Гиббс положил руку мне на плечо. "Ты не проиграешь", — сказал он. "Люди ищут что-то настоящее, и они увидели это в тебе. Давай просто покончим с этим дерьмом раз и навсегда, чтобы мы могли вернуться к напоминанию им, почему ты должен быть президентом".
Мое краткое заявление, в котором я безоговорочно осудил преподобного Райта и отмежевался от него, выполнило свою задачу. Если оно и не развеяло полностью опасения избирателей, то, по крайней мере, убедило репортеров, что мне больше нечего сказать по этому вопросу. Вернувшись на предвыборную тропу, мы переключили свое внимание на здравоохранение, рабочие места, войну в Ираке, не зная, как именно все это будет происходить.
Затем мы получили помощь из неожиданного места.
В течение весны 2008 года цены на бензин стремительно росли, в основном в результате различных перебоев с поставками. Ничто так не портит настроение избирателям, как высокие цены на бензин, и Джон Маккейн, желая вырваться вперед, предложил временно отменить федеральный налог на бензин. Хиллари немедленно поддержала эту идею, и команда спросила меня, что я хочу сделать.

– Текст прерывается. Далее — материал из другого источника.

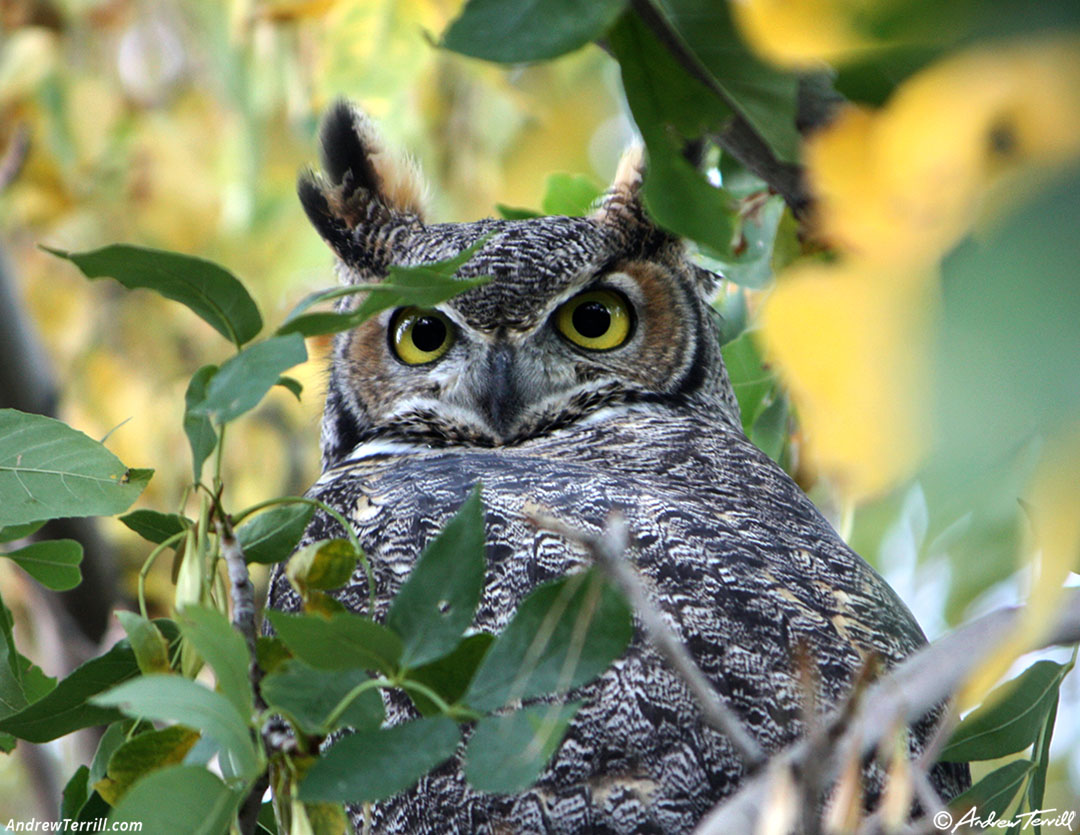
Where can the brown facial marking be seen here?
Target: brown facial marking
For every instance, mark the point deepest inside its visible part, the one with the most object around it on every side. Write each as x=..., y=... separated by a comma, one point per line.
x=663, y=335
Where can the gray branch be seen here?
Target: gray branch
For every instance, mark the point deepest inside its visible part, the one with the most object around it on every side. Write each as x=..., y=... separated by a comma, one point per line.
x=907, y=692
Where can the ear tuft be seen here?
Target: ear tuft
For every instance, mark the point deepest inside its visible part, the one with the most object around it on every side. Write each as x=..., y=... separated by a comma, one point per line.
x=624, y=197
x=348, y=142
x=355, y=157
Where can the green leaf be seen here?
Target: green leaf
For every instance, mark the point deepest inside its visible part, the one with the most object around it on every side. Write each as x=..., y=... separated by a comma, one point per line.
x=450, y=675
x=372, y=765
x=505, y=754
x=172, y=698
x=149, y=645
x=995, y=792
x=565, y=633
x=985, y=411
x=671, y=108
x=423, y=286
x=13, y=533
x=770, y=430
x=270, y=652
x=211, y=292
x=67, y=708
x=571, y=194
x=223, y=647
x=76, y=793
x=439, y=600
x=115, y=736
x=49, y=470
x=310, y=696
x=156, y=527
x=1011, y=717
x=753, y=267
x=292, y=385
x=514, y=31
x=179, y=798
x=733, y=315
x=513, y=213
x=198, y=426
x=54, y=563
x=755, y=386
x=21, y=683
x=243, y=380
x=1037, y=788
x=763, y=94
x=338, y=643
x=272, y=536
x=142, y=755
x=323, y=565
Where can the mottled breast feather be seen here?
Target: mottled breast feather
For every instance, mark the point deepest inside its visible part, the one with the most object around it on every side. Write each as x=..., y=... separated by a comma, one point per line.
x=740, y=562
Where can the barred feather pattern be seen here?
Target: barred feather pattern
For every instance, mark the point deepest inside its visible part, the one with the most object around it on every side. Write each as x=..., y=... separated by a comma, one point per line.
x=741, y=563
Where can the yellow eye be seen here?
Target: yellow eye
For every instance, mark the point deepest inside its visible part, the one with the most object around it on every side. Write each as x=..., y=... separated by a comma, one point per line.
x=598, y=320
x=419, y=336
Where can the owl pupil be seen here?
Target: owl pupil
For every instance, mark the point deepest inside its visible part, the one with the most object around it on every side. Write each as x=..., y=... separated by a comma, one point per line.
x=592, y=320
x=429, y=334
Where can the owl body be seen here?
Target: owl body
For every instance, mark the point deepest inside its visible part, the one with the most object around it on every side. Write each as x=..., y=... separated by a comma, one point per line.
x=529, y=398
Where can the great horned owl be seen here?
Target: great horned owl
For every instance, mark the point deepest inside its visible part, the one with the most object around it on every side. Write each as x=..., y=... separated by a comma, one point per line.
x=584, y=377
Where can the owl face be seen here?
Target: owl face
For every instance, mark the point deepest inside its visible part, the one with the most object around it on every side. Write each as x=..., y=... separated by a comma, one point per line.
x=579, y=315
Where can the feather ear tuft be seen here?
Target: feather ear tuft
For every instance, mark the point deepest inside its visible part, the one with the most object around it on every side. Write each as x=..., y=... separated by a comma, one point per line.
x=364, y=191
x=624, y=196
x=355, y=157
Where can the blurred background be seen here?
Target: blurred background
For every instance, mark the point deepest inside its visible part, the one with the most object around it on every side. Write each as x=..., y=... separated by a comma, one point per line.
x=183, y=125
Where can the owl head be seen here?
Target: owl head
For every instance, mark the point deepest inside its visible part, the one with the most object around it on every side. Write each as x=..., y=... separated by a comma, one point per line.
x=581, y=317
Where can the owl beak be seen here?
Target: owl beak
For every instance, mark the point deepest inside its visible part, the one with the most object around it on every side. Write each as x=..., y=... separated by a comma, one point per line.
x=500, y=399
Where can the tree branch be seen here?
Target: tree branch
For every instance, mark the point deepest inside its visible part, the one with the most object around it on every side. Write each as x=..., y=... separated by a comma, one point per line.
x=607, y=550
x=27, y=382
x=908, y=692
x=815, y=104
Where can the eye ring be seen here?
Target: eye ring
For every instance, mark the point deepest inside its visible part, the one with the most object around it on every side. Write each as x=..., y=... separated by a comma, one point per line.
x=418, y=336
x=596, y=320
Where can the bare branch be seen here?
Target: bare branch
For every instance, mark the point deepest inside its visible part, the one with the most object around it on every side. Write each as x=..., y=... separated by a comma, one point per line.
x=907, y=692
x=608, y=550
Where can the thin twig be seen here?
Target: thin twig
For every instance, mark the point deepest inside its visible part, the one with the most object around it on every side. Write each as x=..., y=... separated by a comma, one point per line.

Я сказал им, что я против. Несмотря на некоторую поверхностную привлекательность, я знал, что это приведет к истощению и без того истощенного фонда федеральных автодорог, что приведет к сокращению инфраструктурных проектов и рабочих мест. Основываясь на своем опыте работы в качестве сенатора штата Иллинойс, где я однажды голосовал за аналогичное предложение, я был уверен, что потребители не увидят большой выгоды. На самом деле, владельцы автозаправочных станций с такой же вероятностью будут поддерживать высокие цены и увеличивать собственную прибыль, как и передавать экономию в три цента за галлон автомобилистам.
К моему удивлению, Плауфф и Экс согласились. Более того, Экс предложил выделить мою оппозицию как доказательство того, что я готов быть честным с избирателями. На следующий день я стоял у бензоколонки и приводил свои аргументы перед толпой репортеров, противопоставляя то, что я считал серьезной, долгосрочной энергетической политикой, типичному решению Вашингтона, которое предлагали и Маккейн, и Хиллари. Я сказал, что это было небольшое политическое позерство, призванное создать видимость действий без реального решения проблемы. Затем, когда и Хиллари, и Маккейн попытались изобразить меня как не имеющего отношения к делу и не заботящегося о том, что несколько сотен долларов могут значить для рабочих семей Америки, мы удвоили свои усилия, сняв телерекламу по этому вопросу и запустив ее без остановки по всей Индиане и Северной Каролине.